Shocks in relativistic viscous accretion flows around Kerr black holes

ABSTRACT We study the relativistic viscous accretion flows around the Kerr black holes. We present the governing equations that describe the steady-state flow motion in full general relativity and solve them in 1.5D to obtain the complete set of global transonic solutions in terms of the flow parameters, namely specific energy (${\mathcal E}$), specific angular momentum (${\mathcal L}$), and viscosity (α). We obtain a new type of accretion solution which was not reported earlier.
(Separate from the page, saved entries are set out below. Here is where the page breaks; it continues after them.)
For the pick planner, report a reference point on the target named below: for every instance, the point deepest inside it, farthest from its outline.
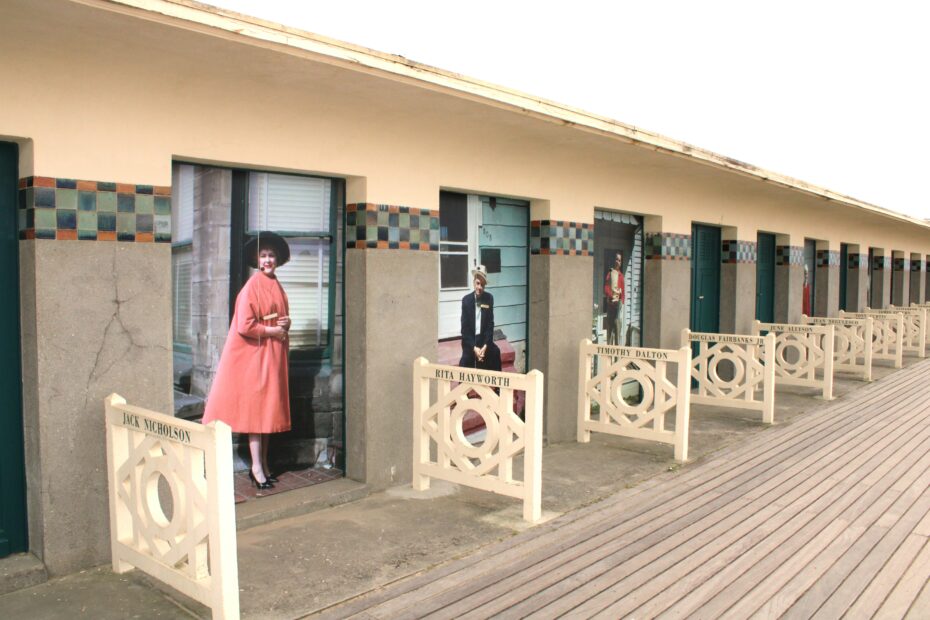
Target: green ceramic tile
(162, 205)
(87, 220)
(145, 203)
(126, 223)
(163, 224)
(46, 218)
(66, 198)
(87, 201)
(106, 201)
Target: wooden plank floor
(827, 517)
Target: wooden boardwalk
(827, 517)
Further, we show for the first time to the best of our knowledge that viscous accretion solutions may contain shock waves particularly when flow simultaneously passes through both inner critical point (rin) and outer critical point (rout) before entering into the Kerr black holes. We examine the shock properties, namely shock location (rs) and compression ratio (R, the measure of density compression across the shock front) and show that shock can form for a large region of parameter space in ${\cal L}\!-\!{\cal E}$ plane. We study the effect of viscous dissipation on the shock parameter space and find that parameter space shrinks as α is increased. We also calculate the critical viscosity parameter (αcri) beyond which standing shock solutions disappear and examine the correlation between the black hole spin (ak) and αcri. Finally, the relevance of our work is conferred where, using rs and R, we empirically estimate the oscillation frequency of the shock front (νQPO) when it exhibits quasi-periodic (QP) variations. The obtained results indicate that the present formalism seems to be potentially viable to account for the QPO frequency in the range starting from milli-Hz to kilo-Hz as $0.386~{\rm Hz}\le \nu _{\mathrm{ QPO}} (\frac{10\, \mathrm{M}_\odot }{M_{\mathrm{ BH}}}) \le 1312$ Hz for ak = 0.99, where MBH stands for the black hole mass.